`Embodied Crowd Counting`

Interactive crowd counting dataset and an MLLM-driven coarse-to-fine counting agent.

Authors

Runling Long¹, Yunlong Wang¹, Jia Wan¹*, Xiang Deng¹, Xingting Zhu², Weili Guan¹, Antoni B. Chan², Liqiang Nie¹

¹ <Harbin Institute of Technology, Shenzhen>
² <City University of Hong Kong>
* Corresponding author

Links

Paper: Paper Link
Hugging Face Dataset: Dataset
Code Repository: GitHub

Updates

[04/2026] Initial release

Introduction

This is the official implementation for Embodied Crowd Counting.

Occlusion is one of the fundamental challenges in crowd counting. In the community, various data-driven approaches have been developed to address this issue, yet their effectiveness is limited. This is mainly because most existing crowd counting datasets on which the methods are trained are based on passive cameras, restricting their ability to fully sense the environment. Recently, embodied navigation methods have shown significant potential for precise object detection in interactive scenes. These methods incorporate active camera settings, holding promise for addressing the fundamental issues in crowd counting.

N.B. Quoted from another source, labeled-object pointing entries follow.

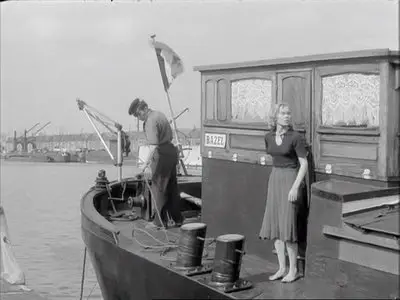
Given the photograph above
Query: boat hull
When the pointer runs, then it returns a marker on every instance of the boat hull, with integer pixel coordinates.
(123, 275)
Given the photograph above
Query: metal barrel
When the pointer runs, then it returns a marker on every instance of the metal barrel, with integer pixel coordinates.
(228, 258)
(191, 245)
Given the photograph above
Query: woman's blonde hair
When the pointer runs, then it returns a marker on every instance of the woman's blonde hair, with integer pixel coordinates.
(274, 113)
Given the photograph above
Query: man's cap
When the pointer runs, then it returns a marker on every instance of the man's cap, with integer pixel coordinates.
(133, 107)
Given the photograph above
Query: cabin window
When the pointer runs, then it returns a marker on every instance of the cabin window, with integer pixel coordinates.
(210, 94)
(350, 100)
(222, 99)
(251, 100)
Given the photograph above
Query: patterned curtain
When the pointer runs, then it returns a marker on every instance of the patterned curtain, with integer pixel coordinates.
(251, 100)
(350, 100)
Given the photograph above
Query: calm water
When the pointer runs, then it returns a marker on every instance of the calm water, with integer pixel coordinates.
(42, 206)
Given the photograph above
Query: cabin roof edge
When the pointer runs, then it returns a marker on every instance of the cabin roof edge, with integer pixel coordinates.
(383, 53)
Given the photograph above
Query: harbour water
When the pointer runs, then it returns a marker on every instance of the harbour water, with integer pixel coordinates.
(42, 206)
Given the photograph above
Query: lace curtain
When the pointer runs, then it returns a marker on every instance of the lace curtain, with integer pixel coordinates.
(350, 100)
(251, 100)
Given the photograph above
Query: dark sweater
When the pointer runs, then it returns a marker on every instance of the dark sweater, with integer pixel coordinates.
(286, 155)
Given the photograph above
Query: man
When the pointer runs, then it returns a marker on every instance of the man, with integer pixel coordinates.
(161, 161)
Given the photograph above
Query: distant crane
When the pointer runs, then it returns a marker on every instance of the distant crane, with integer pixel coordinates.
(27, 144)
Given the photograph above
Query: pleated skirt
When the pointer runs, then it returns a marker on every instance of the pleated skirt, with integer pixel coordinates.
(280, 216)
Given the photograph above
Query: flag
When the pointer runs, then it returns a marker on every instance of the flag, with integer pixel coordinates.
(169, 62)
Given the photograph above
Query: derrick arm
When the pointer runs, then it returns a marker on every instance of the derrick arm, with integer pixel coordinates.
(114, 127)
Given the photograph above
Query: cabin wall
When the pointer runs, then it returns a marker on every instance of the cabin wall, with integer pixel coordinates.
(348, 112)
(236, 198)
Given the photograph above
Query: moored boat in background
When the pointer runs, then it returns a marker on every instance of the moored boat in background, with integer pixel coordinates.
(348, 224)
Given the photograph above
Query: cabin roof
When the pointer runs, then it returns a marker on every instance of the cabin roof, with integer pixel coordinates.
(371, 53)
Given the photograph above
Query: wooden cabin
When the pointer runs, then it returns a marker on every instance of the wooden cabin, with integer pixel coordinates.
(347, 106)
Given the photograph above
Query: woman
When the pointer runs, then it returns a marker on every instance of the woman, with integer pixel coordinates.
(289, 157)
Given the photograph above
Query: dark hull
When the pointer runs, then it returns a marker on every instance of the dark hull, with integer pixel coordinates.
(125, 271)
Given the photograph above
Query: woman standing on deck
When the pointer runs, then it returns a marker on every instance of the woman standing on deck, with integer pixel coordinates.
(289, 157)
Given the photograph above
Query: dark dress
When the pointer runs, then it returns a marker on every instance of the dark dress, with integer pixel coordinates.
(163, 167)
(280, 217)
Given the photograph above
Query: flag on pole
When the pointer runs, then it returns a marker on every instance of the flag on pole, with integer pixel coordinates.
(169, 62)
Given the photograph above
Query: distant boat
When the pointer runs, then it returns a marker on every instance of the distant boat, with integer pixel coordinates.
(348, 222)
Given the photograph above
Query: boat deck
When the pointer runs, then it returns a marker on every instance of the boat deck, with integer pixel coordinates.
(134, 236)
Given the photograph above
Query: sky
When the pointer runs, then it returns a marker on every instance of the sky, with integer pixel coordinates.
(55, 52)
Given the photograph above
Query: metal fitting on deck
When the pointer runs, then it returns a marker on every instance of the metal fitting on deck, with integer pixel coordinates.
(101, 180)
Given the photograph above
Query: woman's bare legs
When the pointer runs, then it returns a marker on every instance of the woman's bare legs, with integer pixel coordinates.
(280, 251)
(292, 253)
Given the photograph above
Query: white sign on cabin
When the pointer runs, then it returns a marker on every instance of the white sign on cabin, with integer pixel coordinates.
(216, 140)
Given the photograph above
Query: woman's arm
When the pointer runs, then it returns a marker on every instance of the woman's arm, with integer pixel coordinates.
(293, 193)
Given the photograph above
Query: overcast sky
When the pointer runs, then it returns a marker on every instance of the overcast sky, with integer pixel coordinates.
(52, 53)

However, most existing methods are designed for indoor navigation, showing unknown performance in analyzing complex object distributions in large-scale scenes, such as crowds. In addition, most existing embodied navigation datasets are indoor scenes with limited scale and object quantity, preventing them from being introduced into dense crowd analysis. Based on this, a novel task, Embodied Crowd Counting (ECC), is proposed to count the number of persons in a large-scale scene actively. We then build an interactive simulator, the Embodied Crowd Counting Dataset (ECCD), which enables large-scale scenes and large object quantities. A prior probability distribution approximating a realistic crowd distribution is introduced to generate crowds. Then, a zero-shot navigation method (ZECC) is proposed as a baseline. This method contains an MLLM-driven coarse-to-fine navigation mechanism, enabling active Z-axis exploration, and a normal-line-based crowd distribution analysis method for fine-grained counting. Experimental results show that the proposed method achieves the best trade-off between counting accuracy and navigation cost.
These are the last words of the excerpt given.